Soldi che saranno difficili da trovare. Fino a luglio, secondo gli ultimi dati dell’Inps, che i partiti tirano ciascuno dalla propria parte, le domande per accedere a Quota 100 accolte sono state circa 334mila (che in proiezione alla fine dell’anno potrebbero arrivare a circa 400mila, considerando che chi ha i requisiti e ha fatto domanda potrà continuare a uscire in anticipo anche scavallato il 2021). Dal primo gennaio, però, l’età per l’uscita tornerebbe a 67 anni per tutti ma nessuno vuole fare materializzare il famigerato “scalone” di 5 anni. Per i dem però, come spiega all’agenzia di stampa Ansa il responsabile economico Antonio Misiani, se bisogna «evitare di tornare puramente e semplicemente alla Fornero» va anche studiato un sistema «più flessibile ma più equo», e sostenibile per le casse pubbliche, che tenga conto dei lavori «gravosi e usuranti, delle donne con carichi familiari». Come fa ad esempio l’Ape social che potrebbe essere rafforzato proprio ampliando la platea di chi può accedere.

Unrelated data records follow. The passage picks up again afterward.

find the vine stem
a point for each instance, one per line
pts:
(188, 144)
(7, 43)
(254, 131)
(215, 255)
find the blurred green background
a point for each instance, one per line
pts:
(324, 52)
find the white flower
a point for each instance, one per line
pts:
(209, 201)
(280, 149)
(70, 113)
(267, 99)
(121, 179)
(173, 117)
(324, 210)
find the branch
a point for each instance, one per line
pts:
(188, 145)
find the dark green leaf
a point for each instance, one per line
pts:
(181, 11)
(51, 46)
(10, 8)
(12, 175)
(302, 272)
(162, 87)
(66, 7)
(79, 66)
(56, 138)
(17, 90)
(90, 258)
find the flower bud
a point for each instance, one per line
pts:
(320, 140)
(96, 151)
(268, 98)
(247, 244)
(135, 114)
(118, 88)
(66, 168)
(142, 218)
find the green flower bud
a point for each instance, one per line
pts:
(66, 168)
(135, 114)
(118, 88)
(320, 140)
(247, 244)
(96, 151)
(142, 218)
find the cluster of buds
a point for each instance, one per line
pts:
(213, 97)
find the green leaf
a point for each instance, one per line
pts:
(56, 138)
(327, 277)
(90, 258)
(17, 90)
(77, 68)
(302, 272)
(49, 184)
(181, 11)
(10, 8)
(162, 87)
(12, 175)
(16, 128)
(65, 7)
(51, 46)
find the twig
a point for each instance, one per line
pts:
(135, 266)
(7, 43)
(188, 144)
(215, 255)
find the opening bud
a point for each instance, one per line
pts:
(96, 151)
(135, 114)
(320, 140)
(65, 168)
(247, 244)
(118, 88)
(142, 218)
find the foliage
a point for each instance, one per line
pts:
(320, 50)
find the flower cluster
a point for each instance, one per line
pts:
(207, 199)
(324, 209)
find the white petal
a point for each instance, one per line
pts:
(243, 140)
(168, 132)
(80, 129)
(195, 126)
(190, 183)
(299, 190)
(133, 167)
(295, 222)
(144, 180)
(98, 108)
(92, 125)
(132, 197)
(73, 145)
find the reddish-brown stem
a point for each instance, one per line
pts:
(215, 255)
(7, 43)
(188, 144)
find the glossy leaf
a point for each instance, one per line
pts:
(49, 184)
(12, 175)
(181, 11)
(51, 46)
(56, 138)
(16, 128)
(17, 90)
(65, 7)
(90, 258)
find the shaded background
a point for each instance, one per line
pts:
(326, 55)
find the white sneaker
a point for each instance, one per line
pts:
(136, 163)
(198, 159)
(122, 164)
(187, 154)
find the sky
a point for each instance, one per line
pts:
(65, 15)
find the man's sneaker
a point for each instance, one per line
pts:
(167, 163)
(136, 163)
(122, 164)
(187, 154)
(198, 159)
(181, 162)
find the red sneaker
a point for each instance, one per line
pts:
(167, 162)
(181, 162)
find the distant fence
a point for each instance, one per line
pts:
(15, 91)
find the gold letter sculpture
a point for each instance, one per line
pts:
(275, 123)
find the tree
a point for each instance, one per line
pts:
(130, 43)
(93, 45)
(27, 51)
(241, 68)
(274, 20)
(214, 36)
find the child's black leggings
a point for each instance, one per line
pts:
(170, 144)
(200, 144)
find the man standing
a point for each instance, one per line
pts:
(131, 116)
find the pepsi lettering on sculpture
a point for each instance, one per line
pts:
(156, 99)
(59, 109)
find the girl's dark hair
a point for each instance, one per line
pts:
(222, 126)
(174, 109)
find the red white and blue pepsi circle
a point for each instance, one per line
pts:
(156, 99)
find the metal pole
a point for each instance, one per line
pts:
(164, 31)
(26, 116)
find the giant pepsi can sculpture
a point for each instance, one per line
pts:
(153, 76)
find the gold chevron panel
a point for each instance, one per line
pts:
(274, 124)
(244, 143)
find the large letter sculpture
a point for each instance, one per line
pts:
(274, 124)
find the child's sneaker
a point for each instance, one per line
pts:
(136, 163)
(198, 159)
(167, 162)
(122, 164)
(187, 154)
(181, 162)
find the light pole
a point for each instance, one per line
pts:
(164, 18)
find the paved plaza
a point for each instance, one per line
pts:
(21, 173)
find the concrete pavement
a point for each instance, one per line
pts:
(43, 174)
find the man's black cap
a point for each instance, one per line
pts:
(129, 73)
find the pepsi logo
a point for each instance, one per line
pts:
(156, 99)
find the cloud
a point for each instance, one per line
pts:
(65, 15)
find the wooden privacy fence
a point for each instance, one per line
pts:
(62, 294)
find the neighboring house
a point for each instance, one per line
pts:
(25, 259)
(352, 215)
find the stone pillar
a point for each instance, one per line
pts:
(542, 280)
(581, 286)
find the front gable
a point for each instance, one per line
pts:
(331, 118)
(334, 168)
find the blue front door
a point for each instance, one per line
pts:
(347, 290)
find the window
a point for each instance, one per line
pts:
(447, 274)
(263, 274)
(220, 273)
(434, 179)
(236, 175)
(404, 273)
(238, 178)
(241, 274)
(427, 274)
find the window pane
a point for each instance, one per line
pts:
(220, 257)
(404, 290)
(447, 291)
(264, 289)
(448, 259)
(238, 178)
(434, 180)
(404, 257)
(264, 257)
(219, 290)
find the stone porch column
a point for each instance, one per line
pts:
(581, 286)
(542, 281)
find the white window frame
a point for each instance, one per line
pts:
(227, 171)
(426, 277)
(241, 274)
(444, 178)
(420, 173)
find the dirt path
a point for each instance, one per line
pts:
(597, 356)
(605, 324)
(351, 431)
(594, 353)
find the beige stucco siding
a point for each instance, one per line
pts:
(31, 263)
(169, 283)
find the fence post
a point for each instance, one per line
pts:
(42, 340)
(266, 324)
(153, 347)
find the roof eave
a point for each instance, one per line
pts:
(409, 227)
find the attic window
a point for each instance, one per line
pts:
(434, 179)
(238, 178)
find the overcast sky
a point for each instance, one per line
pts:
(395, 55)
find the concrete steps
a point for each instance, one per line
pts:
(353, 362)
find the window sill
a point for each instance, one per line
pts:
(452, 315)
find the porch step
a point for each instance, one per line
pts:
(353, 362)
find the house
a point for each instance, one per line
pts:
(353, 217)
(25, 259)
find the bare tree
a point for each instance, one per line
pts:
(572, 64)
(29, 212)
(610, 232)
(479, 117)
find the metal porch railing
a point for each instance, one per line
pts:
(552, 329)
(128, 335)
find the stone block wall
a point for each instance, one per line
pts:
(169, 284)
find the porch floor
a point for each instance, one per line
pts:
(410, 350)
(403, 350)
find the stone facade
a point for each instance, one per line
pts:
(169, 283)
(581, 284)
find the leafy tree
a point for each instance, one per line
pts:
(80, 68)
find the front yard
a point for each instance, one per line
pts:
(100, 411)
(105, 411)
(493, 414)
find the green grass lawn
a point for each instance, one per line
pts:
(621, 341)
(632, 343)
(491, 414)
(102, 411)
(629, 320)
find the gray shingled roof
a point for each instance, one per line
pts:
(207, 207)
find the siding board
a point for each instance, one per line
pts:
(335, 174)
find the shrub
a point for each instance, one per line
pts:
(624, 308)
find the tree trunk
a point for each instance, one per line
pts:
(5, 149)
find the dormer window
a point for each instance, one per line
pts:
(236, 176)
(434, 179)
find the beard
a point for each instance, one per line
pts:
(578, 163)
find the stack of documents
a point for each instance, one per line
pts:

Il progetto del Fondo Nazionale per il Prepensionamento però rimane sul tavolo del governo. Il Messaggero oggi spiega che il fondo erogherebbe una pensione calcolata con gli stessi criteri di Quota 100 fino a quando il lavoratore non maturerà i requisiti necessari per essere preso in carico dall’Inps. La proposta elaborata dai tecnici della Lega prevede di replicare i parametri di Quota 100: 62 anni di età anagrafica e 38 di contributi. Ma con soglie più alte: sarà quindi una Quota 101 o 102. La prestazione durerebbe 4 anni e 10 mesi per gli uomini e 3 anni e 10 mesi per le donne. Lo strumento potrebbe essere utilizzato per le imprese in crisi e per quelle impegnate nella transizione verde e/o digitale.

La proposta dei sindacati

Ma sul tavolo c’è anche una proposta dei sindacati. Repubblica spiega oggi che Cgil, Cisl e Uil hanno presentato la loro piattaforma che prevede di andare in pensione a partire dai 62 anni, o con 41 di contributi a prescindere dall’età. Un’ipotesi ritenuta costosa, a meno che i prepensionati non si accontentino di un assegno un po’ più basso, o che non si trovi un meccanismo di sostegno delle pensioni anticipate, sul modello del fondo costituito dai bancari. Un modello possibile, il governo non esclude nulla, ma difficile da replicare per tutte le categorie. Proprio Opzione Donna, però, oltre all’Ape sociale, magari rafforzate, potrebbero essere le vie minime di flessibilità in uscita adottate dal governo all’indomani di Quota 100. In questa direzione va la decisione del ministro del Lavoro di istituire una commissione sui lavori gravosi, anche per correggere le storture di Quota 100, che ha avvantaggiato soprattutto chi ha avuto una carriera contributiva lunga e stabile.